L’exploitation minière australienne perd sa compétitivité-coût

L’une des principales agences australiennes de conseil aux entreprises et de productivité pour le secteur minier, la Resources and Engineering Skills Alliance (RESA) a suggéré que l’exploitation minière australienne avait perdu sa compétitivité en termes de coûts au cours de la dernière décennie en raison de la baisse de la position des coûts des opérations existantes combinée aux coûts en capital. pour les nouveaux projets qui progressent plus vite qu’ailleurs.

Phil de Courcey, président-directeur général de RESA, a déclaré: «classées par rapport aux producteurs concurrents sur les marchés du charbon thermique, du charbon à coke, du cuivre et du nickel, plus de la moitié des mines australiennes ont des coûts supérieurs aux moyennes mondiales. 25% des mines les plus chères dans le monde, et nos projets de minerai de fer sont 30% plus chers que la moyenne mondiale sur la base des dépenses en capital pour construire une tonne de nouvelle capacité. »

De Courcey a poursuivi: «Nos lacunes en matière de compétences et nos coûts de main-d’œuvre ont été les principaux moteurs de la détérioration de notre compétitivité, étant donné que la main-d’œuvre est le principal moteur des structures de coûts des projets de minéraux. Dans cet environnement, il sera essentiel de générer des contributions et des données sérieuses sur le débat. nécessaire pour résoudre ces problèmes, car l’industrie minière est l’industrie la moins progressiste et la moins productive d’Australie. C’est une industrie caractérisée par des coûts d’investissement élevés, des prix bas des matières premières et un dollar australien élevé.
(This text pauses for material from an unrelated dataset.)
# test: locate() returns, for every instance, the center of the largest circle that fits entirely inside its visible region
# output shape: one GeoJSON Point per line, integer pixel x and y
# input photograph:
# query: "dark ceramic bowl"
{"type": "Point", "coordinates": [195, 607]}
Il emploie des employés avec certains des salaires les plus élevés du pays, mais avec un ensemble de compétences moins que souhaitable parmi beaucoup de nos employés. de productivité en baisse de 8,1% en moyenne au cours des trois dernières années. »
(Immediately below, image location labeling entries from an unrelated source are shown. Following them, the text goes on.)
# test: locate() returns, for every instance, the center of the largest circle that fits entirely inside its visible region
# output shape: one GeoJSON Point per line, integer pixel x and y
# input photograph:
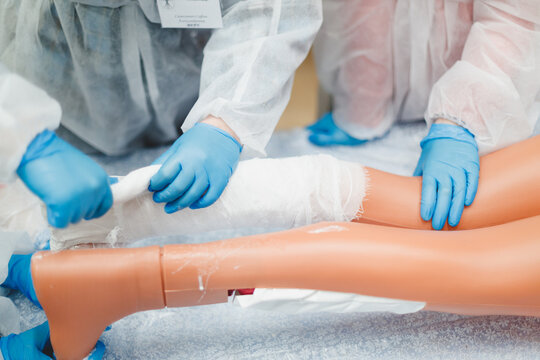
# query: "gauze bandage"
{"type": "Point", "coordinates": [262, 193]}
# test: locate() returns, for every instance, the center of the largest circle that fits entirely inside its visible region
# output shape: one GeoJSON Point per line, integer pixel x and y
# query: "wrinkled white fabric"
{"type": "Point", "coordinates": [262, 193]}
{"type": "Point", "coordinates": [124, 82]}
{"type": "Point", "coordinates": [300, 301]}
{"type": "Point", "coordinates": [475, 62]}
{"type": "Point", "coordinates": [22, 211]}
{"type": "Point", "coordinates": [25, 111]}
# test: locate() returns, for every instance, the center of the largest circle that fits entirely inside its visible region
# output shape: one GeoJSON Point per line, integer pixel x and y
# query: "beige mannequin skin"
{"type": "Point", "coordinates": [493, 270]}
{"type": "Point", "coordinates": [508, 190]}
{"type": "Point", "coordinates": [484, 271]}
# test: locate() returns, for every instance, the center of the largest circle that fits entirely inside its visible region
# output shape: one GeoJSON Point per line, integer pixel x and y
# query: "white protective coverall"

De Courcey a toutefois déclaré qu’il n’était pas trop tard pour renverser la vapeur de la productivité et contribuer de manière significative à la croissance continue attendue du secteur minier australien longtemps après le pic actuel des prix des produits de base et des investissements dans les ressources. «Les dépenses d’exploration minière sur le cuivre, l’uranium et le minerai de fer dominent l’attrait de l’Australie du Sud en tant que destination d’investissement majeure, représentant 146 millions de dollars ou 34% 0 des dépenses nationales d’exploration du cuivre et 33 millions de dollars, soit près d’un quart, à 23% des dépenses nationales d’exploration d’uranium. L’Australie du Sud est également en train de devenir une destination majeure pour l’exploration du minerai de fer, attirant la plus grande part des dépenses pour ce produit en dehors du géant du minerai de fer, l’Australie occidentale. Dans le secteur de l’énergie, nous avons la possibilité d’améliorer notre profil de productivité en ce qui concerne le moment et la manière dont nous livrons les nouvelles découvertes de pétrole et de gaz de schiste dans l’extrême nord-est de l’État.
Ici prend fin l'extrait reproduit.